Tumbuh dan besar di sebuah kota kecil di Jawa Barat membuat gue banyak belajar tentang kehidupan. Benar-benar "kehidupan". Bertemu dengan orang-orangnya yang punya beragam kesulitan, mulai dari gaya hidup, keuangan, pendidikan, hubungan sosial, sampai persoalan berpikir. Gue merasakan betul berbagai ketimpangan antara mereka yang tinggal di pedesaan dan di perkotaan (specifically wilayah tempat gue tumbuh). Terkadang lucu membayangkan, orang-orang elite dan berpendidikan di perkotaan sana yang—mari kita garis bawahi—lupa dimana mereka berpijak, sibuk berkoar-koar bahwa "kita harus menstabilkan perekonomian bangsa!", "tidak boleh ada kesenjangan antara rakyat ekonomi ke bawah dengan menengah ke atas!", padahal mereka yang hidupnya serba terbatas mana peduli sama pidato-pidato kosong mereka? Yang orang-orang kecil tahu, mereka hanya harus cari uang setiap hari supaya bisa makan.

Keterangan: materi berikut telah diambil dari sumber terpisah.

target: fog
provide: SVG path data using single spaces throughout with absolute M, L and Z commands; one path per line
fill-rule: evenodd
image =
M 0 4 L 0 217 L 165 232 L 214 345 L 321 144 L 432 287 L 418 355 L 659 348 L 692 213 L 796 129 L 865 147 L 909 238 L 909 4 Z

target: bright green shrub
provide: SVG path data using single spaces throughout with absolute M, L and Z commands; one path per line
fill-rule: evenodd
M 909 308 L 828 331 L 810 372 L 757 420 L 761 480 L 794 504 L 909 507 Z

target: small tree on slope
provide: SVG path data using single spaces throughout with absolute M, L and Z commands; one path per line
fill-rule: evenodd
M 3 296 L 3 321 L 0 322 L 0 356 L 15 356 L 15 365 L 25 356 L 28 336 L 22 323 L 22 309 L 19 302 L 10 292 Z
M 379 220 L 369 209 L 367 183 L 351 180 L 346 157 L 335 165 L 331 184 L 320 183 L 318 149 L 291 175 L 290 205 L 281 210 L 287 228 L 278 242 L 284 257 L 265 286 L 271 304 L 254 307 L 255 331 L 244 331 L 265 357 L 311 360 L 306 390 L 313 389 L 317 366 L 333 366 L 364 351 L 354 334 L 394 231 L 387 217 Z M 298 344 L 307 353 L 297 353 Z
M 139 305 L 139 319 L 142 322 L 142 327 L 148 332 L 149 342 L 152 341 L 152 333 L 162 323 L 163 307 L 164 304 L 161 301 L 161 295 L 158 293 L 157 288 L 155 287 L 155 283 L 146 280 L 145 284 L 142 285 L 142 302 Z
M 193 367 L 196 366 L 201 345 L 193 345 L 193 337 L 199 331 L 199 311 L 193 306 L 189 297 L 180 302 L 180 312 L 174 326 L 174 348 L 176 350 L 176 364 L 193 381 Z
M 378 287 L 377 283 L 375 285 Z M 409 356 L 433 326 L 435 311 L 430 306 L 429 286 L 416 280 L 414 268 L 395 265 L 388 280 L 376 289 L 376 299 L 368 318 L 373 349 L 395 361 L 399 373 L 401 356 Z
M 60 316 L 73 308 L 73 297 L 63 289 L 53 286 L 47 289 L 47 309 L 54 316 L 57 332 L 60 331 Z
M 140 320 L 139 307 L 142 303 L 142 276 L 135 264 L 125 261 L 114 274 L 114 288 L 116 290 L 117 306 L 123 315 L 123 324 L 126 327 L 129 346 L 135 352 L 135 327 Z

Yang mereka pikir, mereka hanya harus berjuang untuk dirinya sendiri karena orang-orang di luar sana pun sibuk ngenyangin perut mereka sendiri, sibuk suap sana sini supaya bisa bekerja di tempat yang mereka mau, supaya bisa ada di tempat yang mereka incar.
Isu kesetaraan gender pun gak hanya sebatas gaji yang tidak sesuai antara laki-laki dan perempuan meski posisinya sama, juga tidak hanya soal pelecehan seksual, pemerkosaan, catcalling dan serangkaian kekerasan seksual lainnya, tapi lebih luas lagi. Banyak sekali pabrik-pabrik yang mempekerjakan wanita bahkan dengan jam kerja yang melebihi seharusnya, dan menyempitkan lapangan pekerjaan buat laki-laki. Sebagian bekerja atas kemauan sendiri, sebagian bekerja karena ada opresi bahwa dia harus mencukupi kebutuhan rumah tangga, atau kebutuhan keluarga, karena suaminya sebagai kepala keluarga tidak memiliki pekerjaan tetap alias serabutan, atau bahkan lebih parahnya nggak bekerja sama sekali. It really happens, dan gue tahu gak hanya terjadi pada satu atau dua orang. I saw it. I observed it, and i've heard of many.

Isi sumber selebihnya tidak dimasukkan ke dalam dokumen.